Oil after initial heating Oil after 30 minutes of heating Oil after full heat treatment

   To test the drying properties of the iron resinate catalyst, I first painted a small amount of the oil on a piece of fir leftover from my wood stain experiments. I then added 10mL (for a 1/2 strength solution) of raw linseed oil to the beaker, stirred thoroughly, and painted another board. Finally, I added an additional 30mL (for a 1/5 strength solution) and painted a third board. I left the boards for an hour to allow the oil to soak in, then wiped off the excess with a rag. The next day (15 hours later) I inspected the boards, and only the first board had dried; the other two still left an oily residue when touched. I then set all three outside in the sun; after two hours they were all completely dry, and can be seen at the top of the page.
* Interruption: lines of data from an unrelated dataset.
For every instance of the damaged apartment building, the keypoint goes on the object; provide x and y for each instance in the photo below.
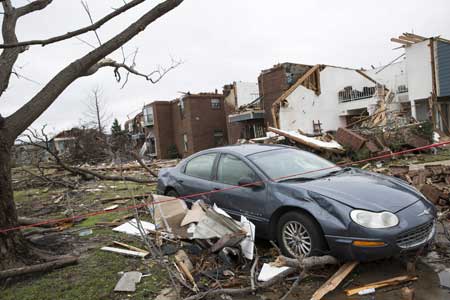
(183, 126)
(249, 104)
(416, 85)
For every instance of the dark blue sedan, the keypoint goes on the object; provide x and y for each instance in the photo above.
(307, 204)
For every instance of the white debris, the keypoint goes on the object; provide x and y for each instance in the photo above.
(268, 272)
(131, 227)
(248, 244)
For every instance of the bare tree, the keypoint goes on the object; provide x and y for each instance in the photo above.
(14, 250)
(96, 113)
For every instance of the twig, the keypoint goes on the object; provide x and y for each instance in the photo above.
(294, 285)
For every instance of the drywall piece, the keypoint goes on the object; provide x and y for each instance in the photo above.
(125, 252)
(248, 244)
(127, 283)
(334, 280)
(194, 215)
(131, 227)
(169, 212)
(268, 272)
(215, 224)
(308, 141)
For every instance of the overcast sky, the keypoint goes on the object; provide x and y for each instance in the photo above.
(219, 41)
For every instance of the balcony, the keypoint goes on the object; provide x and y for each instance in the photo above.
(348, 94)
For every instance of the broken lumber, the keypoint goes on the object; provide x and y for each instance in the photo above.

The oil leaves an attractive satin finish, and causes interesting reflections between the wood grain and the light.

   In general I'm pleased with the results, but some improvements could still be made to further reduce the complexity of the preparation, and to reduce the amount of unreacted sediment left in the product (some can be seen on the board painted with the most concentrated oil). Since I still have a large quantity of linseed oil left to experiment with, I intend to continue investigating the material, its properties, and its potential uses.